Laqueur, Walter
January 1969
Foreign Affairs;Jan1969, Vol. 47 Issue 2, p296
This article deals with the efforts of the Soviet government to assert its strength in the Middle East in 1968. The Russians' strengthened position in the Middle East has come about not by coercion or infiltration but by invitation. The Soviet Union was officially asked to become a Middle Eastern power and was willingly offered the facilities it wanted by the governments of Egypt, Syria, Algeria and Yemen. Communist ideas have become popular in the Middle East, but the Soviet brand of communism has lost much of its earlier appeal. The Soviet monopoly in anti-imperialism and anti-capitalism disappeared; every self-respecting radical leader in the Arab world subscribes to these doctrines.
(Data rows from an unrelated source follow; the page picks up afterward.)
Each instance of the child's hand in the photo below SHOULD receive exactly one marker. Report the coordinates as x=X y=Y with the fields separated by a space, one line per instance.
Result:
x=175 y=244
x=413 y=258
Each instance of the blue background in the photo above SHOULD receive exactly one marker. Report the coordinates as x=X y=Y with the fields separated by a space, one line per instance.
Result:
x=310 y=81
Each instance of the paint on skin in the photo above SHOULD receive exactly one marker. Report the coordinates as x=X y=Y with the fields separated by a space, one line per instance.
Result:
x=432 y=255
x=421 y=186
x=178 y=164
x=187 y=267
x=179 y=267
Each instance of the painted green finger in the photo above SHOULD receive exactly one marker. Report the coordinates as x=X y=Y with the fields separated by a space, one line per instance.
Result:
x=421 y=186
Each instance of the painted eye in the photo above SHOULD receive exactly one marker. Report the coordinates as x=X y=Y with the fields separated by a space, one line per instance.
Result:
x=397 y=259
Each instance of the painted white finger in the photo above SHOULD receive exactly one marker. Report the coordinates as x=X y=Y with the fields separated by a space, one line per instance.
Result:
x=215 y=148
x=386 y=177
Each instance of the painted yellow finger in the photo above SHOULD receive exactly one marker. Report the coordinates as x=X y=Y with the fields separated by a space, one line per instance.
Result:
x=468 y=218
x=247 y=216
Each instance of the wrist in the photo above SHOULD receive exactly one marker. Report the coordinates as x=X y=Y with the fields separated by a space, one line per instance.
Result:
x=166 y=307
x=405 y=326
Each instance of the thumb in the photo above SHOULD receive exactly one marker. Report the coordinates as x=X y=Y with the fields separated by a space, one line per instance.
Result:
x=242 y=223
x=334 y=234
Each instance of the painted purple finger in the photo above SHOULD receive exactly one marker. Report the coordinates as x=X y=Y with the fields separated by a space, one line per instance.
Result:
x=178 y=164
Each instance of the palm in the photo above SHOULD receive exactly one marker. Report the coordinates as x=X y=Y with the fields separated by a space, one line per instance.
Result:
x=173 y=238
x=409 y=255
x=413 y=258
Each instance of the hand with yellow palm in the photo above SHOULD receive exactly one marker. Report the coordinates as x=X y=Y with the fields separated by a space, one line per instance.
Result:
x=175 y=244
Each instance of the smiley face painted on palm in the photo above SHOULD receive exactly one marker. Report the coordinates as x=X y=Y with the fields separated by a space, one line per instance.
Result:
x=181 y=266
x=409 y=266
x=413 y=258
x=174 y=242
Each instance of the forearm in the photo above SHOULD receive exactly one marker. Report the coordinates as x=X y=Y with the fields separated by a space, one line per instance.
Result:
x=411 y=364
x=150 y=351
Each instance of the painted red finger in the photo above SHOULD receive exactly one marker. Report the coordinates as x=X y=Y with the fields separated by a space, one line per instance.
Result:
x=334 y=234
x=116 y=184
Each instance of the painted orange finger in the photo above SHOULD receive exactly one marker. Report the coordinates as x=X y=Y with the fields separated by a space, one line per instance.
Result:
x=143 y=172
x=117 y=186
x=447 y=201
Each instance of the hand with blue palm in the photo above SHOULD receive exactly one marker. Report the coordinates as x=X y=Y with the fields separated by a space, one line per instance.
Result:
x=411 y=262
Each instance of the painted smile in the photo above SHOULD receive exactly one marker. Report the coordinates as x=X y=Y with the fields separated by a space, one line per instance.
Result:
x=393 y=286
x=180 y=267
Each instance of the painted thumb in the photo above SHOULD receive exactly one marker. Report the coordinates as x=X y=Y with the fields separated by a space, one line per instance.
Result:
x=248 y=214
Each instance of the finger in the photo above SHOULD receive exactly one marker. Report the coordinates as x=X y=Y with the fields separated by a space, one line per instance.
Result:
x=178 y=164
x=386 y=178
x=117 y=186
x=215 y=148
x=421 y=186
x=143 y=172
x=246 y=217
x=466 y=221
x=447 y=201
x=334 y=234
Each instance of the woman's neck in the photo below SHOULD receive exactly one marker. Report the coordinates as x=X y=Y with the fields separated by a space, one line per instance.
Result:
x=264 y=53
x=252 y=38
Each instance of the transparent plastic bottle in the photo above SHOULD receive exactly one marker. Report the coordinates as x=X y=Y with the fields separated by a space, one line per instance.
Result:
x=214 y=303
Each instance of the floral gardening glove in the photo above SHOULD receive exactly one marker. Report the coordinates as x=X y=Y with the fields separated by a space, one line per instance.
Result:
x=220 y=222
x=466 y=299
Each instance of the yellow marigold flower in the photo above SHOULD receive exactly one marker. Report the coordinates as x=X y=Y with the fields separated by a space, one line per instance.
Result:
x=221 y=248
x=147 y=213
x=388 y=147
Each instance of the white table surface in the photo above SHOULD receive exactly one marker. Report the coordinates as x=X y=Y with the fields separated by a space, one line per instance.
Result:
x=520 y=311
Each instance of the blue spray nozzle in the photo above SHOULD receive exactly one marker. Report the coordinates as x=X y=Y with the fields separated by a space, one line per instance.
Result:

If arms supplies are added to economic credits, Egypt ranks first in the world among the recipients of Soviet aid. Yet in coming years its role in Soviet Middle Eastern strategy is almost certain to decrease. Moreover, while the emphasis in Soviet relations with Turkey and Iran is mainly economic, Soviet political and military help has been the great attraction for the Arab world. Iraq comes third in the list of Russia's partners in the Arab world. Economic ties have been strengthened in recent years and the Soviet Union has shown particular interest in the development of the Iraqi oil fields. Political relations have been checkered.